番外7狂気の果て
何も覚えていない―――
・・・気付けば一帯は焦土となっており、建物は綺麗さっぱり消し飛んでいた。何があったのか、全く覚えていない。
不死者ははっと我に返る。側にはぼろぼろになって、もはや息も絶え絶えなアマギ博士の姿が。
死んでいないのが不思議なくらいに重傷だが、どうやらまだ生きているらしい。・・・微かに呼吸している様だ。
「っ!?博士!!」
不死者は慌ててアマギ博士を抱き寄せる。傷口からは止め処なく血が溢れている。血が全く止まらないのだ。
アマギ博士は不死者の顔を見ると、血塗れの顔で笑った。
そして、微かな声で何事か呟く。常人には聞こえない程微かな声。だが、不死者は確かに聞いた。
『生きろ』
そう、言っていた。確かにそう言ったのだ。不死者は泣いた。声を押し殺し、静かに泣いた。
そうして、アマギ博士はその生を終えた。
しばらく後、駆け付けた兵士達十数名が見たのは、跡形もなく消え去った研究施設跡だった。
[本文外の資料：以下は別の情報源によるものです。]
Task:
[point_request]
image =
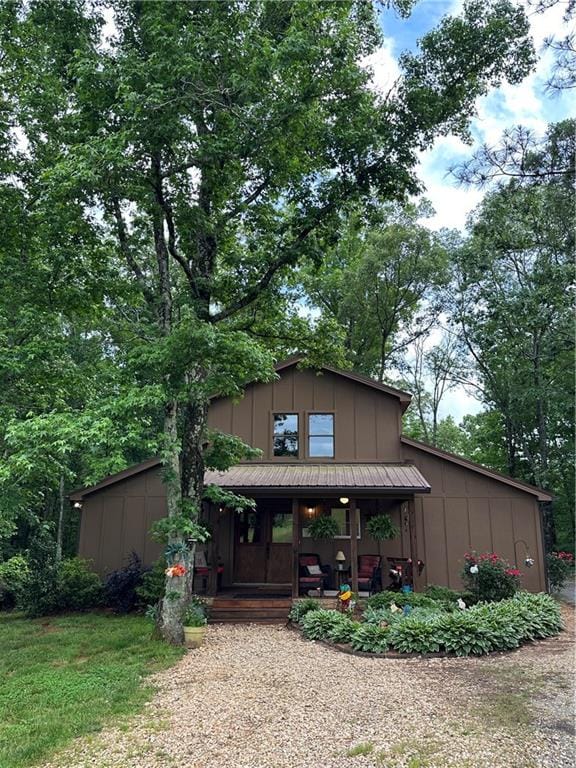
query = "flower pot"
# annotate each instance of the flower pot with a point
(194, 636)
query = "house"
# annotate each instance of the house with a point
(331, 444)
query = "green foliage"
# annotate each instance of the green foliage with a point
(41, 596)
(14, 577)
(301, 607)
(381, 527)
(151, 589)
(316, 625)
(370, 638)
(489, 577)
(177, 527)
(70, 676)
(79, 588)
(194, 616)
(343, 629)
(560, 566)
(120, 586)
(385, 599)
(415, 635)
(323, 527)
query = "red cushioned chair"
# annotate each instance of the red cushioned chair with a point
(308, 581)
(369, 573)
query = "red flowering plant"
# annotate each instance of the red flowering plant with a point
(489, 577)
(560, 566)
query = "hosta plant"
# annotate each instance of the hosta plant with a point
(370, 638)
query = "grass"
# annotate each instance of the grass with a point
(66, 676)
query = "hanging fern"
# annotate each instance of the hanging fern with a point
(323, 528)
(381, 527)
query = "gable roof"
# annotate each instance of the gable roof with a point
(404, 397)
(491, 473)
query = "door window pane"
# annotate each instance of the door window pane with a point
(249, 528)
(321, 435)
(285, 434)
(281, 527)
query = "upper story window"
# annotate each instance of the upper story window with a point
(286, 434)
(321, 435)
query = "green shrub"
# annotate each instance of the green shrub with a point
(41, 596)
(415, 635)
(120, 586)
(14, 577)
(560, 566)
(302, 607)
(385, 600)
(151, 589)
(316, 625)
(442, 594)
(489, 577)
(371, 638)
(464, 634)
(79, 588)
(343, 629)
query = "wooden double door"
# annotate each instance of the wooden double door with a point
(263, 544)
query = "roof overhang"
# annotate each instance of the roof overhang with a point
(297, 478)
(540, 493)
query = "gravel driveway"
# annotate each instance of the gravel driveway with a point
(262, 697)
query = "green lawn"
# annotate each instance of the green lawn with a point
(62, 677)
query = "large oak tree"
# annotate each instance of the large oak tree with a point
(210, 147)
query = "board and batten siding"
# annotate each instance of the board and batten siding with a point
(116, 521)
(468, 511)
(366, 422)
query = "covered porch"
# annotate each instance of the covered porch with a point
(264, 553)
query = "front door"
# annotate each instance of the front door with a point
(263, 544)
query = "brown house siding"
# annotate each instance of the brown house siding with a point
(467, 511)
(366, 423)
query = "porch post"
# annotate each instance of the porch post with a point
(213, 518)
(295, 546)
(354, 545)
(416, 577)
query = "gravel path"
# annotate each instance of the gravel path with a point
(262, 697)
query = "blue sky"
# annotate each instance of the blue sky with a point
(527, 104)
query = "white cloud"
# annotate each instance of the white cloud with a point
(385, 70)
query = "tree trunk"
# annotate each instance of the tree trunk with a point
(60, 529)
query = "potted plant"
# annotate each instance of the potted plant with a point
(194, 620)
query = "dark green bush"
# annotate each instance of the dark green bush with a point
(385, 600)
(120, 586)
(415, 635)
(14, 577)
(317, 624)
(41, 596)
(370, 638)
(151, 590)
(79, 588)
(302, 607)
(343, 629)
其処に、不死者の姿は無くそれどころか、死体は一つも見付からなかった。
・・・・・・・・・
あれから不死者は各地を転々とした。国外に逃亡した事もある。しかし、不死者である彼は何処へ行こうと奇異の目で見られ、下手を打てば化物と恐れられた。
時として、悪魔の化身として教会から討伐隊が派遣された事もあった。まあ、聖水をかけられようと十字架にかけられようと、心臓に杭を打たれようと火に炙られようと死なないのだが。
死なないのだが、痛いのは痛い。心臓に杭を打たれ、火で炙られ、剣で斬られ、槍で貫かれ、それでも死ぬ事も出来ない。けど、死ぬ程痛いのだ。
それでも逃げて、逃げて、逃げ続けた。
心が擦り切れ、ぼろぼろになっても、それでも馬鹿みたいに笑い続けた。
死ねなかったからというのもある。けど、それ以上に諦められなかった。生きる事を、ではない。
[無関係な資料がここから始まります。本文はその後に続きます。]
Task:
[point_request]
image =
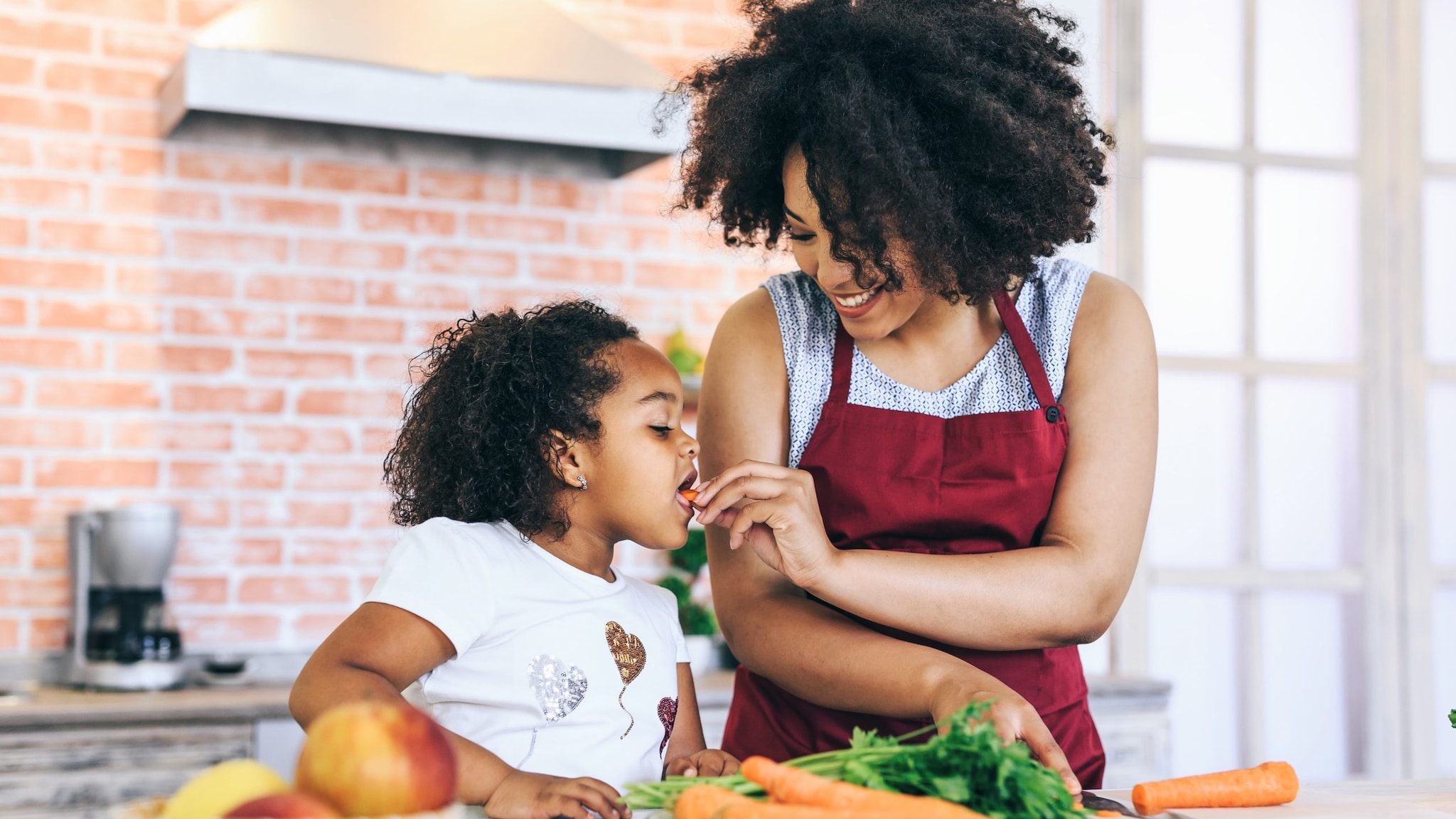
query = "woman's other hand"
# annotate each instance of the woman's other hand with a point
(1014, 717)
(775, 510)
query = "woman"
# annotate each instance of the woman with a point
(935, 444)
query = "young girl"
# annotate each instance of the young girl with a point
(533, 445)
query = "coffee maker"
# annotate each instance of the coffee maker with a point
(122, 634)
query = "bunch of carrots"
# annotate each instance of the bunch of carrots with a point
(800, 795)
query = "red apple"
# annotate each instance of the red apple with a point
(284, 806)
(376, 759)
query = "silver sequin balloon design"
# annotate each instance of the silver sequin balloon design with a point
(558, 687)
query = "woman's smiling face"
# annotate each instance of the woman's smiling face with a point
(868, 314)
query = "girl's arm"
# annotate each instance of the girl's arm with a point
(1062, 594)
(375, 655)
(687, 752)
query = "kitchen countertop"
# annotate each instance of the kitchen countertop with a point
(1396, 799)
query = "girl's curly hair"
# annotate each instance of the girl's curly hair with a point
(475, 445)
(954, 126)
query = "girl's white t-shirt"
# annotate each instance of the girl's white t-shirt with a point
(557, 670)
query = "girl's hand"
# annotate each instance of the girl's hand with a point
(537, 796)
(710, 763)
(776, 512)
(1014, 717)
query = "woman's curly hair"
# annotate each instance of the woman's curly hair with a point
(954, 126)
(475, 445)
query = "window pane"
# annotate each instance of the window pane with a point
(1308, 442)
(1439, 66)
(1307, 60)
(1192, 643)
(1440, 474)
(1439, 258)
(1193, 72)
(1196, 516)
(1193, 255)
(1443, 633)
(1307, 255)
(1305, 682)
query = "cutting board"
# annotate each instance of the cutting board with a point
(1398, 799)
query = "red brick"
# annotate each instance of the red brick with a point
(294, 591)
(232, 247)
(132, 123)
(386, 404)
(465, 186)
(465, 261)
(407, 220)
(299, 513)
(287, 212)
(16, 152)
(44, 193)
(50, 353)
(351, 254)
(329, 441)
(421, 296)
(567, 269)
(44, 36)
(149, 11)
(557, 193)
(518, 229)
(16, 70)
(162, 46)
(114, 316)
(48, 433)
(58, 274)
(101, 238)
(172, 359)
(150, 201)
(350, 328)
(283, 363)
(31, 112)
(97, 395)
(236, 168)
(363, 178)
(247, 324)
(230, 476)
(229, 630)
(100, 473)
(150, 280)
(172, 434)
(323, 477)
(95, 80)
(300, 289)
(190, 398)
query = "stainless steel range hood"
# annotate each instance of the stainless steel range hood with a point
(501, 69)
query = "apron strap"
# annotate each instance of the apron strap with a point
(1025, 350)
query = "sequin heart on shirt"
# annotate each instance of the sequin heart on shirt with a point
(631, 656)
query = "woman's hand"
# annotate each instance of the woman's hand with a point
(1014, 717)
(776, 512)
(537, 796)
(710, 763)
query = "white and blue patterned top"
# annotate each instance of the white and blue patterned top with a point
(996, 384)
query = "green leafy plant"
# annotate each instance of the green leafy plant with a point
(968, 766)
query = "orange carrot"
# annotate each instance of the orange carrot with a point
(794, 786)
(1271, 783)
(704, 802)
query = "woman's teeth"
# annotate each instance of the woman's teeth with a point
(858, 299)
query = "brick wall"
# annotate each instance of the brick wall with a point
(223, 319)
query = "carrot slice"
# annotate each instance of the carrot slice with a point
(1271, 783)
(704, 802)
(793, 786)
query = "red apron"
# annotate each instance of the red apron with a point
(911, 483)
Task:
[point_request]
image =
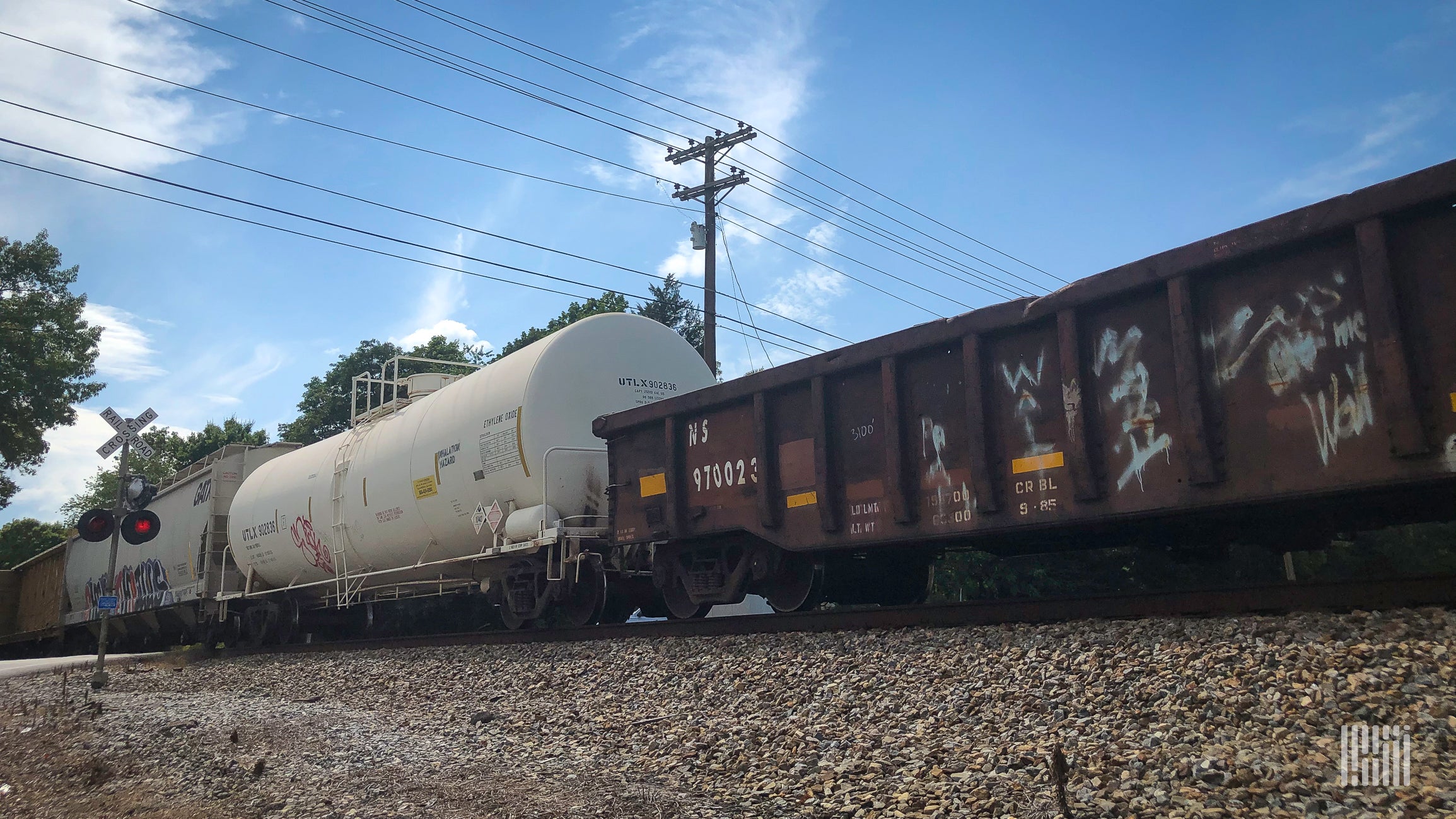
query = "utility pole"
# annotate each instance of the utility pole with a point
(708, 150)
人と解り合える事を諦められなかった。人と共に居られる日を夢想し続けた。
無様だ。実に無様だと、自分でも思う。いっそ滑稽ですらある。
それでも、不死者は人間の事が大好きだったし期待もしていた。
人間はそれだけでは無いのだと、きっと解り合う事も出来る筈だと。・・・そう信じていた。
信じ続けていた。
不死者は知らない。否、覚えていない。その想いの裏には、幼少の頃に神域の森で出会った少女への想いもある事を。その少女との出会いがあったからこそ、人を信じ続けられた事を・・・。
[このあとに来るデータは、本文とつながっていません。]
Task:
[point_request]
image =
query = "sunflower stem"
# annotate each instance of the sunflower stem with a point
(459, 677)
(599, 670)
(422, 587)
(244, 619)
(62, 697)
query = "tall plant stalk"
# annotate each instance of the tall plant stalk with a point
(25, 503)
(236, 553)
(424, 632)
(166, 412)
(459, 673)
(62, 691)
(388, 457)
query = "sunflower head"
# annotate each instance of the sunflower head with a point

人を信じて、信じて、信じて、それでも裏切られ続けて。そうしてやがて、本当の意味で人が信じられなくなるその刹那―――
不死者は異世界へと渡った。
そうして、その世界で不死者は少女と出会い、テラという名を与えられた。・・・不死者、テラはその少女に、マナに恋をした。